Old photos served as a bridge to connect time of the pass to the present. It has the power to waken significant events of the pass and helps the memory to replay it in our mind. Every time we think of the good old days things of the pass return. Refugees or migrants know it well, especially when they feel homesick or lonely. Things of the pass came to mind and they can see it, feel it and live in that moment.

The disciples of Jesus felt very much the same. They lived with the memory of the good old days when Jesus was with them. The Risen Christ appeared to them in a new form namely a gardener, a pedestrian or a beach stroller. They could not recognize Jesus because their minds recorded the Crucified Christ, not the Resurrection Christ but when He called them by name or reminded them of the pass they had had with Him, their memory flooded back and they encoded the new information and recognized the Risen Christ.

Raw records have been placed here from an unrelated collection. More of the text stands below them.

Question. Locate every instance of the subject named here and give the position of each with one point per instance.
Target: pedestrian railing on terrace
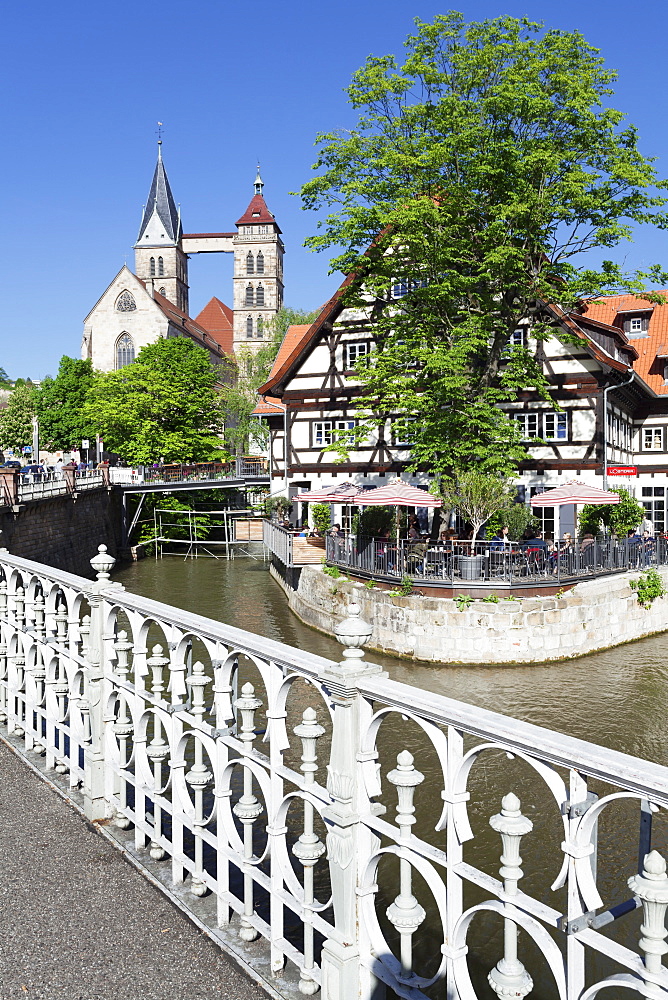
(489, 562)
(278, 541)
(241, 468)
(206, 748)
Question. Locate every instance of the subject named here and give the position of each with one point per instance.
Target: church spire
(160, 202)
(259, 183)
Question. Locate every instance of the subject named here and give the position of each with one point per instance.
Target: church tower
(258, 272)
(159, 258)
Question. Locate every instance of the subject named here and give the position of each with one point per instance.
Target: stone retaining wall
(64, 531)
(595, 614)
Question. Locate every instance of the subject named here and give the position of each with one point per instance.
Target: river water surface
(617, 698)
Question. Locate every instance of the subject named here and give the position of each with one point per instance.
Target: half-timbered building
(607, 416)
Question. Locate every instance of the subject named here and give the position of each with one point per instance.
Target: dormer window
(636, 324)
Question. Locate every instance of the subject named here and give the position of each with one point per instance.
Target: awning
(573, 492)
(398, 493)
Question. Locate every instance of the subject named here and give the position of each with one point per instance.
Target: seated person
(501, 540)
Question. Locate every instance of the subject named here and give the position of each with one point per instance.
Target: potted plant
(477, 496)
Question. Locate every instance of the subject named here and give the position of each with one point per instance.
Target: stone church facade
(139, 307)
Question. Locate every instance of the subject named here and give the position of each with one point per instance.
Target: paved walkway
(77, 922)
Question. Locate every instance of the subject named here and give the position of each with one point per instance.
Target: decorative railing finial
(353, 632)
(651, 887)
(102, 563)
(509, 978)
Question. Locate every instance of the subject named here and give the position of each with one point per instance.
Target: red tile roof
(182, 321)
(268, 406)
(218, 320)
(647, 365)
(257, 212)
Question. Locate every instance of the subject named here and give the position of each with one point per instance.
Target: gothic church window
(126, 302)
(125, 350)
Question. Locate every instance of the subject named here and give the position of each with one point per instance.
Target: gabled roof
(257, 212)
(649, 363)
(160, 199)
(182, 321)
(298, 338)
(218, 320)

We can make alive many good things in our faith journey, namely the confirmation, first Holy Communion, wedding ceremony or vows because they are important and they remind us of God's grace and love in our lives. Easter is the time to recall these significant events and make them alive in our lives. We give thanks to God for these good moments that we remember and cherish. Memory ties our past with present, and provides a framework for the future and makes us who we are. Memory isn't a "thing" we can touch but rather it is an event actually happening to us personally. What seems to be a single memory is actually a complex construction. When the apostles remembered about the Last Supper their brains retrieve the location, the actions of Jesus, what he said and the reactions from others apostles. Each part of the "Last Supper" came to life from a different region of the brain. The entire image of the "Last Supper" is actively reconstructed. Each time we celebrate the Eucharist we recall the Last Super of Christ in memory of Him. The more you make the faith events alive the more you are at home with God's love and grace.